Я обожал путешествовать. К счастью, за многие годы мне удалось накопить достаточное количество картин, запахов, ощущений, чтобы иметь возможность отправиться в путь в те дни, когда здесь черно-серые небеса лишают всякой надежды выбраться на волю. Это странное бродяжничество. Прогорклый смрад нью-йоркского бара. Запах нищеты рангунского базара. Разные концы света. Холодная белая ночь Санкт-Петербурга или невероятный жар солнца Фернес-Крика в пустыне Невады. Но на этой неделе дело особое. Каждое утро на рассвете я улетаю в Гонконг, где проходит совещание редакторов международных изданий моего журнала. Я продолжаю говорить «мой журнал», несмотря на ставшее неправомерным употребление такого выражения, ведь это притяжательное местоимение представляет собой одну из тех надежных нитей, которые связывают меня с миром в движении.

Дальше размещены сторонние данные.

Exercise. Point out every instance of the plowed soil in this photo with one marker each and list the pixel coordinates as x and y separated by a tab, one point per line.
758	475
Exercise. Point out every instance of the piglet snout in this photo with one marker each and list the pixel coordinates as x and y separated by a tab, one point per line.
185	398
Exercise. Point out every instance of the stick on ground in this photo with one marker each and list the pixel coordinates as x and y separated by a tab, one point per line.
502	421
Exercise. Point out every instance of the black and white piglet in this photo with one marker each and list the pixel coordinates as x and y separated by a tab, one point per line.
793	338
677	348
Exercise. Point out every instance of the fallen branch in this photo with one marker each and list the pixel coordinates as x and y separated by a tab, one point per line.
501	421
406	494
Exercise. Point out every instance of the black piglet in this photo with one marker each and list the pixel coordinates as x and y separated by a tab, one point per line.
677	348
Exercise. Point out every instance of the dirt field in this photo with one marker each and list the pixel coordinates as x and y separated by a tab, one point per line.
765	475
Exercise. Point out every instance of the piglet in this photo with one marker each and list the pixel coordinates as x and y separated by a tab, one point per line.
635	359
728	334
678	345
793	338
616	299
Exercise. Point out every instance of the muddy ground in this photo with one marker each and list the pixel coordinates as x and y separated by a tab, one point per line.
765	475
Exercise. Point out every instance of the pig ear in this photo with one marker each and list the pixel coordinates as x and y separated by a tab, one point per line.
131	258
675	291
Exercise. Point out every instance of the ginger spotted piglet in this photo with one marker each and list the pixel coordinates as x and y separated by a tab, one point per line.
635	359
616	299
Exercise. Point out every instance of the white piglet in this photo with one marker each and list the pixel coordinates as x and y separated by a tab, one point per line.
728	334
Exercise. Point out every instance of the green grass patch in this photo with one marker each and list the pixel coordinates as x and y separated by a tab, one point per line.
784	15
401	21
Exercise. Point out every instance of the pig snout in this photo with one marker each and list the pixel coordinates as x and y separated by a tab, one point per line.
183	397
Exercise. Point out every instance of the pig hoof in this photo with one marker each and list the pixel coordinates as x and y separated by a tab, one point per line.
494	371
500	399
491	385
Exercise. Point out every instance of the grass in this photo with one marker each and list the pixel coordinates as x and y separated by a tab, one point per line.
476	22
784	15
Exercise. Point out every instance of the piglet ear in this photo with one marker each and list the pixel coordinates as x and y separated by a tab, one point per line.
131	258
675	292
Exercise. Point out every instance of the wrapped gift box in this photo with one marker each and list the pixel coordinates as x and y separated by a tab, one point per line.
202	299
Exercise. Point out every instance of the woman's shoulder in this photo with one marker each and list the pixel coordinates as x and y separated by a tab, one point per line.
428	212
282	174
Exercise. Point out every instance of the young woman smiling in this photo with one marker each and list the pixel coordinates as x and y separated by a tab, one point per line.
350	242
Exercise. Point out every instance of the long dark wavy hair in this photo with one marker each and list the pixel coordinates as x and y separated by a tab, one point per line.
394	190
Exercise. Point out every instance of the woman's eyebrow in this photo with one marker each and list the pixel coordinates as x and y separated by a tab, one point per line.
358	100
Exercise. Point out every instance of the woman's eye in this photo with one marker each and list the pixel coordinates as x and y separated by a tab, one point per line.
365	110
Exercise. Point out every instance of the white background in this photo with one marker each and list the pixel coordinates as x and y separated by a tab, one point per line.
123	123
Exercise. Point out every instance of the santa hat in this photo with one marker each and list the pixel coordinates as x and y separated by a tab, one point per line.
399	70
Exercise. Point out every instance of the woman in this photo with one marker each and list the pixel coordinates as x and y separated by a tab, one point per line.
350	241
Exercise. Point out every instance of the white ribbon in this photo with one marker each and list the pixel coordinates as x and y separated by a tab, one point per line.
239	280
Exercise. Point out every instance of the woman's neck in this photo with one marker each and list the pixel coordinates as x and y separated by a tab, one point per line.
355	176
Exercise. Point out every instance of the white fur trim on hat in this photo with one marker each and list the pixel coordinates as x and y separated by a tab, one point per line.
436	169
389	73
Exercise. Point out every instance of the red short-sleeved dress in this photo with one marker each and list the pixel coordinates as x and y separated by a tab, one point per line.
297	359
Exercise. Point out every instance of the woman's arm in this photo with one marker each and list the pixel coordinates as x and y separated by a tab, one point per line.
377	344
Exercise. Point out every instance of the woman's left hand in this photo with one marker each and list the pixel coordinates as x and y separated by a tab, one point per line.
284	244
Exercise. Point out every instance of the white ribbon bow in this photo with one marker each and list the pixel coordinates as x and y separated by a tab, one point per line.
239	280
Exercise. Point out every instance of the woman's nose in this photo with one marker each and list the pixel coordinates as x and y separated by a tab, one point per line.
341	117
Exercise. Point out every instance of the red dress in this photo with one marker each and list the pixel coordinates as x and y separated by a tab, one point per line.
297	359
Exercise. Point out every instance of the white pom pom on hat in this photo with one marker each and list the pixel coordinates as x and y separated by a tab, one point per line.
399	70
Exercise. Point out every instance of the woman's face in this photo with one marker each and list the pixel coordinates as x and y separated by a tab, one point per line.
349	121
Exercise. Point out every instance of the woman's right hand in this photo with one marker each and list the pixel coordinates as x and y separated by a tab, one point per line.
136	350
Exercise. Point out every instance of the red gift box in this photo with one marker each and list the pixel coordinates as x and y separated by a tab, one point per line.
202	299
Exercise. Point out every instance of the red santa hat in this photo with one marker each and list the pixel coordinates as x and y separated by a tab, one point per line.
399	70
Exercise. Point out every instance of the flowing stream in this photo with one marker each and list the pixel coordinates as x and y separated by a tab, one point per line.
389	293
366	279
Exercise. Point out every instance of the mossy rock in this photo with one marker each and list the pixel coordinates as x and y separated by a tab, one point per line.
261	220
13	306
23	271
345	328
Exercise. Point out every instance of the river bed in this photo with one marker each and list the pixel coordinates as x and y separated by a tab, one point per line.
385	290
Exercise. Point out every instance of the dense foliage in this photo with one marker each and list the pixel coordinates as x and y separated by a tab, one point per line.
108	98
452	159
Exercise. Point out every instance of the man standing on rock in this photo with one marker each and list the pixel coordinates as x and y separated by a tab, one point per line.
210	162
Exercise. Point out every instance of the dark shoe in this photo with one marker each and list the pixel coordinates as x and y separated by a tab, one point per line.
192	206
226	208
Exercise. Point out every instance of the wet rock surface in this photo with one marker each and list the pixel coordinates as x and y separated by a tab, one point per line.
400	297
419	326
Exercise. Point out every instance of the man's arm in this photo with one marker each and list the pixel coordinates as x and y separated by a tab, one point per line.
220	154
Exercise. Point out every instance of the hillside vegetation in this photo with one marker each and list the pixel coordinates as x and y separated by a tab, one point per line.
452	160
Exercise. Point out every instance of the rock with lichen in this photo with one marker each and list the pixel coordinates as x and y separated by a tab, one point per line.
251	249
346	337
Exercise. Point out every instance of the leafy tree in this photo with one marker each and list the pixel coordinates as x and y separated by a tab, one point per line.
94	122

В Гонконге мне, пожалуй, трудно отыскать свой путь, поскольку я никогда не посещал этого города, в отличие от многих других. При каждой оказии злой рок неуклонно вставал у меня на пути. Накануне отъезда меня либо сражала болезнь, либо я терял свой паспорт, либо какой-нибудь репортаж призывал меня в иные края. Словом, случай препятствовал моему пребыванию там. Однажды я уступил свое место Жан-Полю К., который тогда еще не провел несколько лет в бейрутском застенке, перечисляя про себя сорта лучших бордоских вин, чтобы не сойти с ума. За круглыми очками его глаза искрились смехом, когда он привез мне из Гонконга радиотелефон — в ту пору это был самый последний крик моды. Я очень любил Жан-Поля, но никогда больше не встречался с заложником Хизбаллы, стыдясь того, что сам в то время сделал выбор в пользу второстепенных ролей в мире оборок и воланов. Ну а теперь пленник я, а он — свободный человек. И так как я не знаю всех замков Медока, мне приходится искать себе другое занятие, чтобы заполнить самые тягостные часы. Я считаю страны, где издают мой журнал. Набралось уже двадцать восемь краев в этой обольстительной ООН.

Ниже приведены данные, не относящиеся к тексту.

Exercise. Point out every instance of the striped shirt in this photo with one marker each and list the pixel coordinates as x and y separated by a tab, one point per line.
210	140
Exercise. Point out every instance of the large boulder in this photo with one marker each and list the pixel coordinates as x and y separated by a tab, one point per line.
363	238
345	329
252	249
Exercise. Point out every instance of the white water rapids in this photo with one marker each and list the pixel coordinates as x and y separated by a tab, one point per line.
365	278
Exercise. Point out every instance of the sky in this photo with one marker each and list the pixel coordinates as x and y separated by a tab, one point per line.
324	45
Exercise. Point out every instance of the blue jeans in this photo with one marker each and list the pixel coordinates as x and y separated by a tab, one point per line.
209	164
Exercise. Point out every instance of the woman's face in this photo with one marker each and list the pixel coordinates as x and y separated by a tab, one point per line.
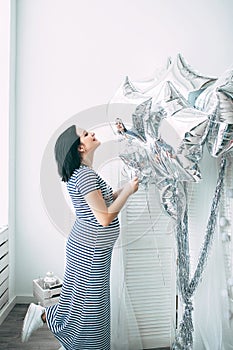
87	139
119	125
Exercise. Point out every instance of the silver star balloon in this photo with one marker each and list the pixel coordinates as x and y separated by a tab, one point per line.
220	137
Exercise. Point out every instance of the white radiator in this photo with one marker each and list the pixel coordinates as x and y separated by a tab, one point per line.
4	267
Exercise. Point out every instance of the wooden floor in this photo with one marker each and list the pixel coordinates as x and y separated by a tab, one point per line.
10	333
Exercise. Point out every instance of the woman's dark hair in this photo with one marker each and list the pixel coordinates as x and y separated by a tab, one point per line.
67	155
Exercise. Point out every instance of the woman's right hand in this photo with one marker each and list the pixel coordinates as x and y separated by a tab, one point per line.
132	185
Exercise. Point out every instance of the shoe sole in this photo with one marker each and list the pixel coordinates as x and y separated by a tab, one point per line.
27	321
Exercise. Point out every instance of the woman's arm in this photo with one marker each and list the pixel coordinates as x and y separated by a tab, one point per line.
105	215
116	193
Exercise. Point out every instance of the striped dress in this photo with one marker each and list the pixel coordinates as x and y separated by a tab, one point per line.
81	319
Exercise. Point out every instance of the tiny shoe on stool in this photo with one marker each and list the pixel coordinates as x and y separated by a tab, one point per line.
32	321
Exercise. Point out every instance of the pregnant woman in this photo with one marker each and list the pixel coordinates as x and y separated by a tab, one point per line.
81	319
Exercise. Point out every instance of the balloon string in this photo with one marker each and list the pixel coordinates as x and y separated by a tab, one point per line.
156	243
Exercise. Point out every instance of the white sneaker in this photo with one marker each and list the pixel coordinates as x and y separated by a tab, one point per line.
32	321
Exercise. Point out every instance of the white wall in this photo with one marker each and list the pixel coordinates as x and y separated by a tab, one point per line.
72	55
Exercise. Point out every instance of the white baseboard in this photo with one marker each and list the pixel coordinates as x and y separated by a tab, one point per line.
20	299
6	309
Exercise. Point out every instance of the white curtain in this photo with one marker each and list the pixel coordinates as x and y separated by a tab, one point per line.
122	312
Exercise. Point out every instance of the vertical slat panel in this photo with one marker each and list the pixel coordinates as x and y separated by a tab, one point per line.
4	268
150	268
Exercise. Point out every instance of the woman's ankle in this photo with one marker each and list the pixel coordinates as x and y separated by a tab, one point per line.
43	317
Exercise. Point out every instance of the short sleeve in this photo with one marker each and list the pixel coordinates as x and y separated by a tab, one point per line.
87	181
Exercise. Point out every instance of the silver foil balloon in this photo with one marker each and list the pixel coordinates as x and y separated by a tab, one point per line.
187	286
220	137
184	77
185	130
207	96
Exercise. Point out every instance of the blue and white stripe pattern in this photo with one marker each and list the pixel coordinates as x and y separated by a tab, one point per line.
81	319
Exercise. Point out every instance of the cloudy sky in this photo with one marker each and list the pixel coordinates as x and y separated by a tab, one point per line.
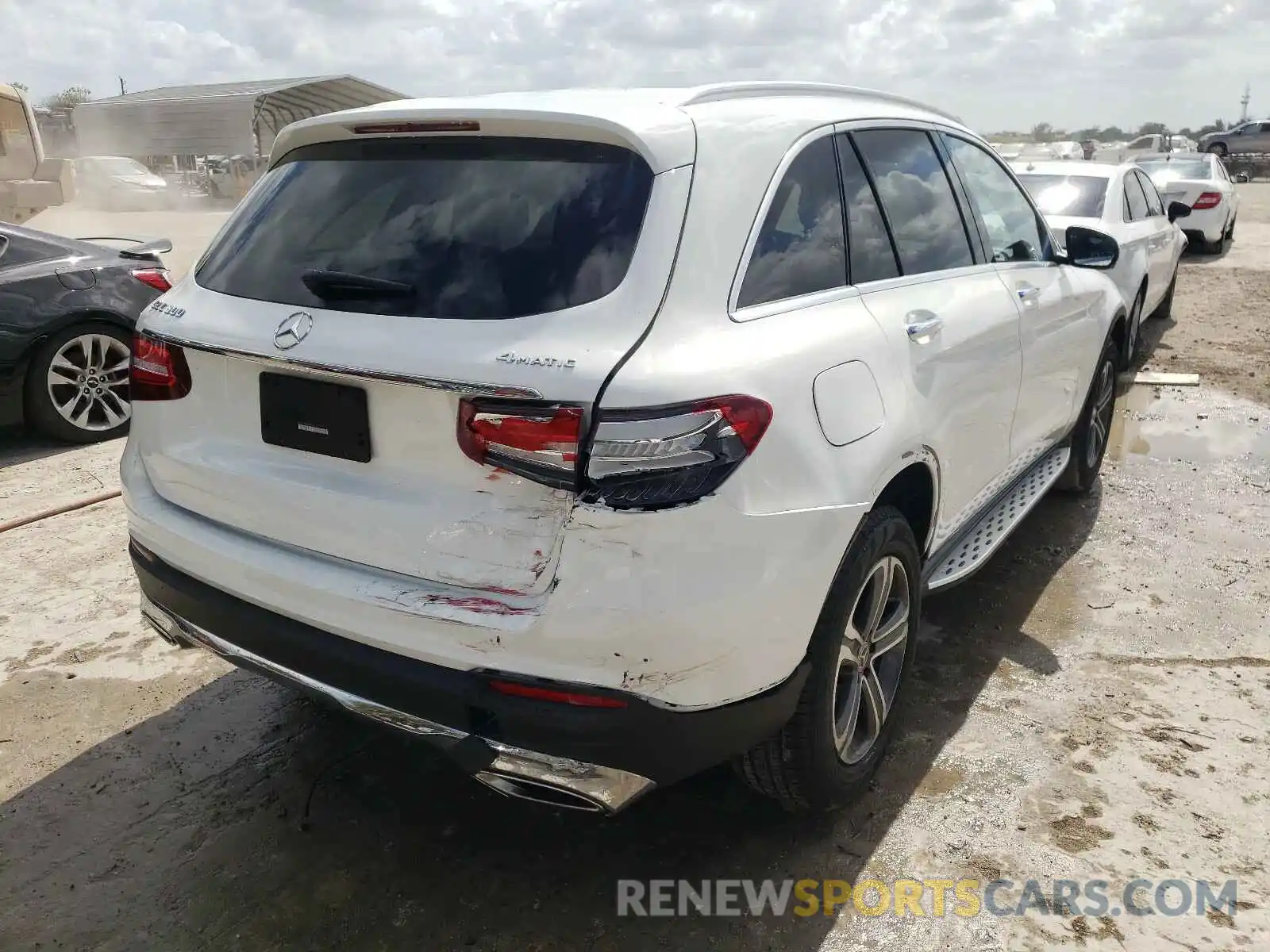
1000	63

Кстати, где вы, мои дорогие коллеги-женщины, неустрашимые посланницы нашего french touch[22]? Целый день в салоне какого-нибудь отеля вы из сил выбивались, разговаривая на китайском, английском, тайском, португальском, чешском, чтобы попытаться ответить на самый непостижимый из вопросов: кто такая она, женщина «Элль»? Я представляю вас себе, затерявшихся сейчас в Гонконге на залитых неоновым светом улицах, где продают карманные компьютеры и миски с лапшой, семенящих вслед за неизменным галстуком-бабочкой нашего генерального президента-директора, который ведет всех боевым шагом. То ли Спиру, то ли Бонапарт, он останавливается лишь перед самыми высокими небоскребами, окидывая их таким решительным взглядом, что можно подумать, будто он собирается их проглотить.

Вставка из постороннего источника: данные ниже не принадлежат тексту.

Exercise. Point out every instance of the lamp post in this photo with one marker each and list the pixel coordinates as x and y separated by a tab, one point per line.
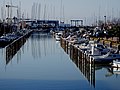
105	20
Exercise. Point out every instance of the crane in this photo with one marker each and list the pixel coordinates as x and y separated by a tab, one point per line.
10	6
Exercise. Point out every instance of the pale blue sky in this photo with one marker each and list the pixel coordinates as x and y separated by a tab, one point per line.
73	9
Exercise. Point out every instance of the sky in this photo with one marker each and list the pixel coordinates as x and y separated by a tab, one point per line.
65	10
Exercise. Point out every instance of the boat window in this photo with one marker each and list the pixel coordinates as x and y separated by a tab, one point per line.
100	46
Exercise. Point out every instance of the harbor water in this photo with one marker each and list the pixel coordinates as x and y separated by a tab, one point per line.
40	63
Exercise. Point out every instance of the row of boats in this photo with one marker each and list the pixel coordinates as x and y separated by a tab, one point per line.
94	49
10	37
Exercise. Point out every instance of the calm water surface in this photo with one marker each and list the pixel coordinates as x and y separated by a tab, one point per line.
41	64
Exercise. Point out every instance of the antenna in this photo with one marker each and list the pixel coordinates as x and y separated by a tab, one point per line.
44	17
39	11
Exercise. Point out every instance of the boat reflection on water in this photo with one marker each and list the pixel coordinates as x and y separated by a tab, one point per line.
13	48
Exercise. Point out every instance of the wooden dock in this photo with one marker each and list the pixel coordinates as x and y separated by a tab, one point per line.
82	61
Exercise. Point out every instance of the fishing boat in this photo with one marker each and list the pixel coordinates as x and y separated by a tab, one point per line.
58	35
116	63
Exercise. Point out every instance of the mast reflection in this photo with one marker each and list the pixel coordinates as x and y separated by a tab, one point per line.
14	47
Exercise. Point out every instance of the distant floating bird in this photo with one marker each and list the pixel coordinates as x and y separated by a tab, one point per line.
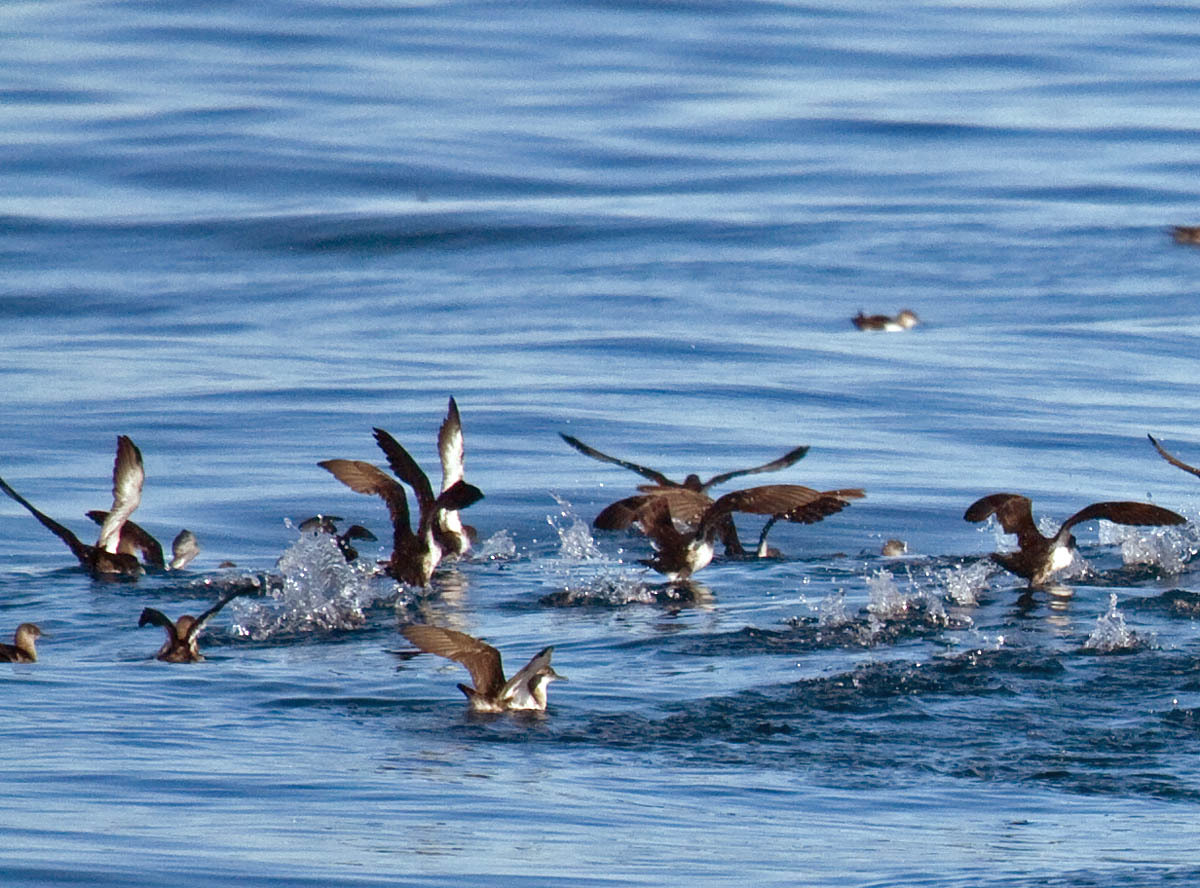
1041	557
135	539
414	556
688	499
325	525
454	537
106	558
184	633
23	648
1174	461
492	694
681	555
905	321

Куда мы направляемся, мои генерал? Неужели собираемся прыгнуть на борт судна на подводных крыльях, идущее в Макао[23], чтобы проиграть в аду несколько долларов, или подняться в бар «Феликс» отеля «Пенинсьюла», украшенный, дабы обозначить его французскую принадлежность, Филиппом С.? Приступ нарциссизма заставляет меня остановиться на втором предложении. У меня — того, кто ненавидит фотографироваться, — есть свое изображение в этом роскошном воздушном кабачке на спинке одного стула, в числе дюжины прочих парижских личностей, чей портрет сделал Филипп С. Разумеется, операция имела место за несколько недель до того, как судьба превратила меня в огородное пугало. Понятия не имею, пользуется мое сиденье большим или меньшим успехом, чем другие, но, главное, не рассказывайте правду обо мне бармену. Эти люди, как правило, суеверны, и ни одна из очаровательных китаяночек в мини-юбке не отважится больше сесть на меня.